Play Streets Pilot Program
The Play Streets program is in a pilot stage, which simply means we’re testing it out to see what the possibilities are and exploring how it could work if it became a permanent city-wide program in the city of Los Angeles.
Since 2015, we’ve been engaging play “experts”—the children and families of LA— in designing a program that is uniquely-LA. For the pilot, we will do 10 -15 “test” events in the areas of the city that need park space the most, places where people can’t walk out their door and easily get to a park. These test events will help us work out all the kinks of the program and learn how a potential permanent program could be most successful for our city.
Play Streets Program Goal
The Los Angeles Play Streets Program supports residents in transforming their streets into places for play. These Play Streets improve:
- Public health
- Neighborhood safety
- Community Connections
History of Play Streets
People of all ages have been playing in the street since, well, there were streets! It wasn’t until 1914 that the City of New York launched the first official Play Streets Program to make playing in the street a safe and fun activity. We’re looking to breathe new life into that same old-fashioned fun here in Los Angeles through the Play Streets Program.
In 2015, the Los Angeles Department of Transportation (LADOT) looked to bring Play Streets to Los Angeles. In partnership with LADOT and Mayor Eric Garcetti’s Great Streets Initiative, Kounkuey Design Initiative (KDI), a local, non-profit community development and design organization, implemented a pilot program. That same year this team began to test the possibilities for playing in the street in Los Angeles.

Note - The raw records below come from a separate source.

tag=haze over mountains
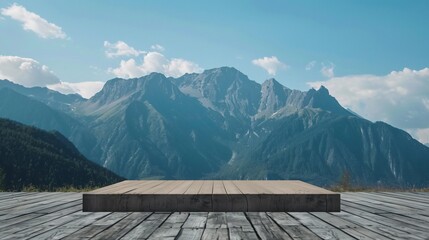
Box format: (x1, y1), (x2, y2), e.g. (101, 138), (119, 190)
(0, 67), (429, 186)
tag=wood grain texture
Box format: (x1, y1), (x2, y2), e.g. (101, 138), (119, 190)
(83, 180), (340, 212)
(0, 192), (429, 240)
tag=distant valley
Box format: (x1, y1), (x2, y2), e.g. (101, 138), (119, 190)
(0, 67), (429, 187)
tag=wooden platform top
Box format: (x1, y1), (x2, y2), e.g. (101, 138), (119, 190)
(0, 192), (429, 240)
(87, 180), (336, 195)
(83, 180), (340, 212)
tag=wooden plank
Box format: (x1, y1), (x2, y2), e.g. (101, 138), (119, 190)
(289, 213), (354, 239)
(182, 212), (208, 228)
(177, 228), (204, 240)
(246, 212), (292, 239)
(201, 228), (229, 240)
(267, 212), (320, 240)
(148, 227), (181, 240)
(205, 212), (228, 228)
(32, 212), (110, 239)
(342, 203), (425, 237)
(211, 181), (229, 212)
(122, 213), (169, 239)
(332, 211), (422, 239)
(83, 180), (340, 212)
(91, 212), (152, 239)
(62, 213), (129, 240)
(223, 181), (247, 212)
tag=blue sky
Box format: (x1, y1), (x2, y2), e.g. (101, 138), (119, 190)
(0, 0), (429, 89)
(0, 0), (429, 142)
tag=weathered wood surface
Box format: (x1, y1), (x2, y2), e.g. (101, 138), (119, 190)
(83, 180), (340, 212)
(0, 192), (429, 240)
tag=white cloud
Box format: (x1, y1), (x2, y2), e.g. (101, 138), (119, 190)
(0, 55), (60, 87)
(252, 56), (287, 76)
(108, 52), (203, 78)
(104, 41), (145, 58)
(309, 68), (429, 141)
(1, 3), (67, 39)
(320, 63), (335, 78)
(305, 61), (317, 71)
(46, 82), (105, 98)
(150, 44), (165, 52)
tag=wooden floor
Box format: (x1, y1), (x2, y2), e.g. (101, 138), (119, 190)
(83, 180), (340, 212)
(0, 192), (429, 240)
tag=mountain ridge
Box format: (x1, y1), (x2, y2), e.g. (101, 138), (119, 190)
(0, 67), (429, 186)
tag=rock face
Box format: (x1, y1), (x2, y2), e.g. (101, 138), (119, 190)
(0, 67), (429, 186)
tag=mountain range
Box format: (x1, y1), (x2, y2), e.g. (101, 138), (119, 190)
(0, 119), (123, 191)
(0, 67), (429, 186)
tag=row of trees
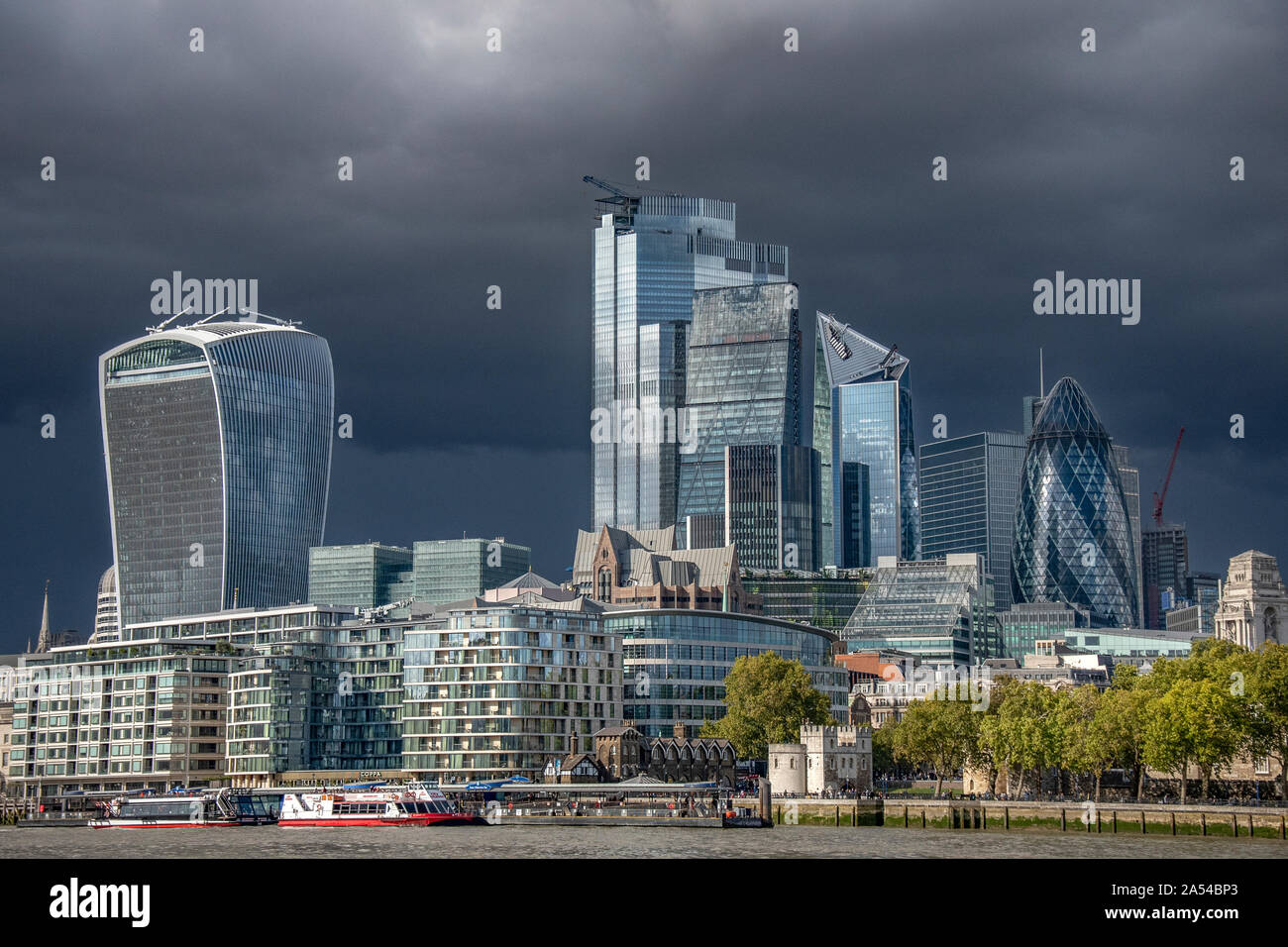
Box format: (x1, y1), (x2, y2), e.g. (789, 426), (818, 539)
(873, 639), (1288, 802)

The first phase of the Play Streets Pilot Program helped residents temporarily transform Los Angeles City streets into places for play, learning, and fun for all ages. KDI hosted play streets demonstration events in five neighborhoods across the city with limited access to parks, including South Los Angeles, Boyle Heights, Watts, Pacoima, and Koreatown. Over 700 Angelenos experienced having their streets transformed into Play Streets. Now we’re inviting you to help us continue to refine the program.
Los Angeles Department of Transportation (LADOT) and Mayor Garcetti’s Great Streets Initiative have partnered with the non-profit Kounkuey Design Initiative (KDI) to create the Los Angeles Play Streets Program. Mayor Garcetti and LADOT are committed to ensuring all Angelenos live in safe, vibrant, well-connected, and healthy communities as a fundamental livability issue for LA. Recognizing that safe streets and public spaces can form the heart of thriving neighborhoods; the City is committed to making sure these benefits are shared city-wide.

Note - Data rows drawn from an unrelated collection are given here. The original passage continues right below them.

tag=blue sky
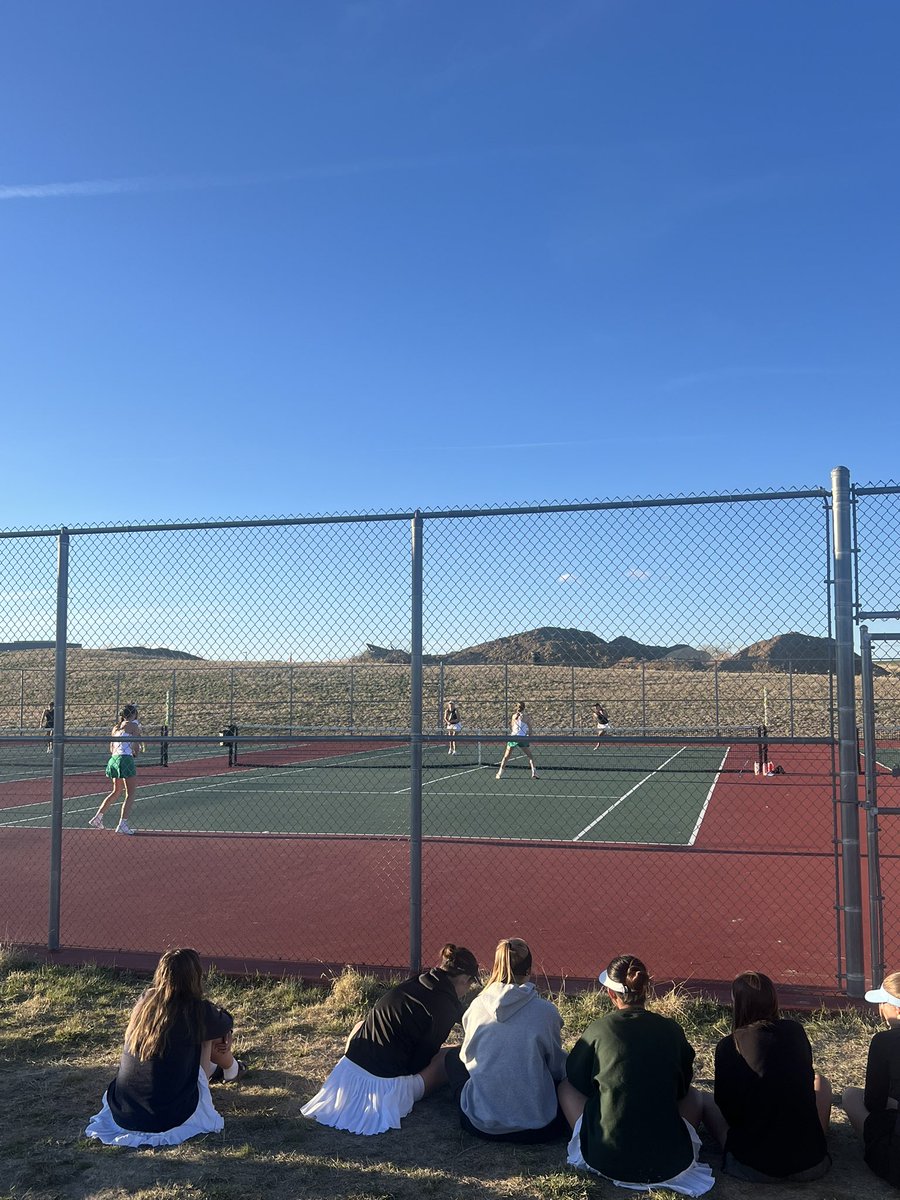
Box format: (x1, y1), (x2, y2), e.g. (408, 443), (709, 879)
(0, 0), (900, 527)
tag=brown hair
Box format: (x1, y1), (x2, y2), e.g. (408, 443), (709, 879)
(731, 971), (778, 1030)
(125, 949), (203, 1062)
(486, 937), (532, 988)
(606, 954), (650, 1004)
(438, 942), (478, 983)
(881, 971), (900, 1000)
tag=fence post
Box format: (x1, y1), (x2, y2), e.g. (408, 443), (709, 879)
(409, 509), (422, 974)
(47, 529), (68, 950)
(859, 625), (886, 988)
(832, 467), (865, 996)
(713, 659), (721, 733)
(787, 662), (793, 737)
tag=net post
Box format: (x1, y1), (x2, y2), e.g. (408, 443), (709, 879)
(409, 509), (422, 974)
(832, 467), (865, 997)
(47, 529), (68, 950)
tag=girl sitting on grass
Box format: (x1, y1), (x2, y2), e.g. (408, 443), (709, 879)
(300, 943), (478, 1135)
(446, 937), (568, 1144)
(713, 971), (832, 1183)
(844, 971), (900, 1188)
(84, 949), (246, 1146)
(559, 954), (713, 1196)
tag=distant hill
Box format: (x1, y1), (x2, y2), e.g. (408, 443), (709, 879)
(353, 625), (703, 667)
(103, 646), (203, 662)
(719, 634), (888, 676)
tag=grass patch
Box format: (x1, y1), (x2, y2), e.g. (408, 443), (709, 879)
(0, 954), (884, 1200)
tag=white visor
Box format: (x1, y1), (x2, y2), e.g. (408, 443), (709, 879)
(865, 988), (900, 1008)
(598, 971), (628, 992)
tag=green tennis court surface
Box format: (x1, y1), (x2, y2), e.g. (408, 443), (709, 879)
(0, 742), (754, 846)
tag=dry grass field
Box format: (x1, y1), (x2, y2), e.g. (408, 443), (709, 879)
(0, 952), (886, 1200)
(0, 649), (900, 737)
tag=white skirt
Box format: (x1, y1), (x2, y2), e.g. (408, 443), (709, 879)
(300, 1058), (425, 1136)
(84, 1067), (224, 1146)
(566, 1117), (715, 1196)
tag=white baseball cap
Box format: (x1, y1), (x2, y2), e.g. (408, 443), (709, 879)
(598, 971), (628, 1003)
(865, 988), (900, 1008)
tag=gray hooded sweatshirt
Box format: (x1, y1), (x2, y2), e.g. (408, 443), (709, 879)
(460, 983), (565, 1134)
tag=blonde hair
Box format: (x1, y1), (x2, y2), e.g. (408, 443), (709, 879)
(125, 949), (203, 1062)
(486, 937), (532, 988)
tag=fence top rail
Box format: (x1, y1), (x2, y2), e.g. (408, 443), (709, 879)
(0, 487), (830, 540)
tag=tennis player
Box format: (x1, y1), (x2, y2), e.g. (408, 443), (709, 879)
(594, 704), (610, 750)
(444, 700), (462, 754)
(88, 704), (144, 834)
(494, 700), (538, 779)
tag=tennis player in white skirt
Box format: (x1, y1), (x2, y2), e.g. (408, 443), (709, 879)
(300, 943), (478, 1135)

Kounkuey Design Initiative (KDI) is a non-profit design and community development organization, that partners with under-resourced communities in the US and Africa to physically transform communities and in the process, improve environmental, economic, and social quality of life.
LADOT leads transportation planning, design, construction, maintenance and operations in the City of Los Angeles to provide safe, accessible transportation services and infrastructure.
Mayor Eric Garcetti launched the Great Streets Initiative to help re-imagine neighborhood centers, one main street at a time. The Initiative coordinates city resources, builds partnerships with communities and leverages additional resources needed to bring great streets to all of Los Angeles.
Play Streets and Other Streets
In Los Angeles, where residents experience a dearth of accessible and safe public space, the 7,500 miles that make up our street network is the largest public space in the city. The City of Los Angeles hosts a number of programs that work together to advance the design and use of our streets beyond simply moving people, and instead, transform them into places that support a thriving economy, connected community, and expansive culture.
Great Streets Challenge
Administered by the Office of Los Angeles Mayor Eric Garcetti’s Great Streets Initiative and the Department of City Planning, the Great Streets Challenge offers grants and technical assistance to community partners to assist them with the visioning process to redesign their streets into safe and vibrant public spaces through temporary demonstration projects and implementable streetscape improvements.
Initiated in 2010, CicLAvia (a 501c3 non-profit) creates new, temporary public spaces by removing cars for one-day open street events. CicLAvia encourages active transportation by opening up these now car-free streets to non-motorized transit for pedestrians, cyclists, skateboarders, and more. Implemented quarterly, CicLAvia connects residents throughout Los Angeles via multi-mile, continuous open streets.
The Vision Zero
The Vision Zero initiative is a commitment from the City of Los Angeles to eliminate all traffic deaths by 2025. Vision Zero brings together city departments, community organizations, advocates, public health experts, and other policymakers to work together towards creating safer streets. Vision Zero projects focus on protecting our most vulnerable road users, including children, older adults, and people walking and bicycling.
People St is an application-based program available to community partners to transform underused city streets into active, vibrant, and accessible public space. Three innovative types of projects are available: Plazas, Parklets, and Bicycle Corrals.